Local Police Are Getting ICE's Facial Recognition Tool—Without Clear Privacy Safeguards
DHS is distributing facial recognition technology to 1,300+ local police agencies, raising urgent questions about surveillance scope and immigrant rights.
June 20, 2026 · Source: NPR
What Happened
The Department of Homeland Security has distributed a mobile facial recognition app called the ICE Task Force Module to local police departments participating in the federal 287(g) program. According to a newly revealed Privacy Threshold Analysis document reported by NPR, the app allows officers to scan faces against a database of more than 250 million government records—including State Department visa records and TSA Traveler Verification Service data. The app then directs officers whether to detain, arrest, or contact ICE for more information. Captured photos are stored in DHS systems for 15 years.
This represents a significant expansion of surveillance infrastructure into routine local policing, affecting immigrant communities nationwide.
Why It Matters for the Common Good
This development creates a direct conflict between security, privacy, and humane treatment—three cornerstones of functional governance. The CGP's immigration policy demands a system that is "secure, humane, and honest." Distributing facial recognition technology to local police without transparent guidelines or demonstrated effectiveness undermines both the humane and honest components.

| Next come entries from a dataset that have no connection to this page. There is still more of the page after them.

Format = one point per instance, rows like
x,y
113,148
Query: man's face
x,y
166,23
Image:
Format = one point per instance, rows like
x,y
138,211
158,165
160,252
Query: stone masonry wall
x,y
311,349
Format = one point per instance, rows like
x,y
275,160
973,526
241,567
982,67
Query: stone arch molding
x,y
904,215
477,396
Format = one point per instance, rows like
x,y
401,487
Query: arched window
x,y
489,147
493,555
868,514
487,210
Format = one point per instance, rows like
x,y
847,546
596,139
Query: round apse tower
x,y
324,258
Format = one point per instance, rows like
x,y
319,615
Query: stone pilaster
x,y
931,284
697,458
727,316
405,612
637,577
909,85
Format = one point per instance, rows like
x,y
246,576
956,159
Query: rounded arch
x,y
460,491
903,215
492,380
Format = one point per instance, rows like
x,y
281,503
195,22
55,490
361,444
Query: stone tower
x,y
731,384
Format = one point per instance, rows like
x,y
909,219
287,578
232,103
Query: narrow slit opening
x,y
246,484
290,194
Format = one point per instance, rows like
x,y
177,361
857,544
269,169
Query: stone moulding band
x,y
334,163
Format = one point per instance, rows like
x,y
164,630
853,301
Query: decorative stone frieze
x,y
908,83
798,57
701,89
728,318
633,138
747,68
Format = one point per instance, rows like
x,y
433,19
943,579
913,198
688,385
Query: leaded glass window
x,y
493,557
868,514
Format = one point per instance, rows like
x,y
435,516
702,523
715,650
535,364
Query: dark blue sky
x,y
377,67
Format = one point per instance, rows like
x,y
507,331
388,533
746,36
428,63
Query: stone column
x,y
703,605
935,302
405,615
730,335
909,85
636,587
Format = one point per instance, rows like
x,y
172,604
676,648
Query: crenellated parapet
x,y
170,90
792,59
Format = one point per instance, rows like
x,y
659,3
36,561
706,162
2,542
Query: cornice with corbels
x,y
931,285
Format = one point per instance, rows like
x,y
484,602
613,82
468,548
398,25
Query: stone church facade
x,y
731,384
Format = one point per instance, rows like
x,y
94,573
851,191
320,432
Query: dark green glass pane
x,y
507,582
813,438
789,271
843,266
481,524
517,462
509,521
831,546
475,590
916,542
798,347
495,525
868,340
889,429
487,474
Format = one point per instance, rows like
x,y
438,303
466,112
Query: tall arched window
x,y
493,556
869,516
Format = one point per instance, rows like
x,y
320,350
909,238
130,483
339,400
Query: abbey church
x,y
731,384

The deployment also implicates core CGP positions on police reform and internet privacy. Without clear standards for when and how this tool can be deployed, local officers gain unprecedented power to conduct mass surveillance on their own communities—potentially violating Fourth Amendment protections and eroding trust between police and the public they serve.
Key Policy Concerns
Lack of transparency: DHS declined to provide details about how the app is being used. The Privacy Threshold Analysis itself—a document meant to flag privacy concerns—raises more questions than answers, according to NYU Law School's Clare Garvie. It's unclear whether officers need pre-existing suspicion before deploying the app, or whether it can be used for dragnet surveillance.
Scope creep: Around 1,300 police agencies participate in the Task Force Model of the 287(g) program. Distributing this tool to all of them dramatically expands the surface area for surveillance and creates inconsistent standards across jurisdictions.
Data retention and security: Storing facial photos for 15 years in a federal system creates long-term privacy risks, particularly for people who are misidentified or whose data is compromised.
A truly secure, humane, and honest immigration system requires these decisions to be made transparently, with meaningful public input and strict guardrails on surveillance authority.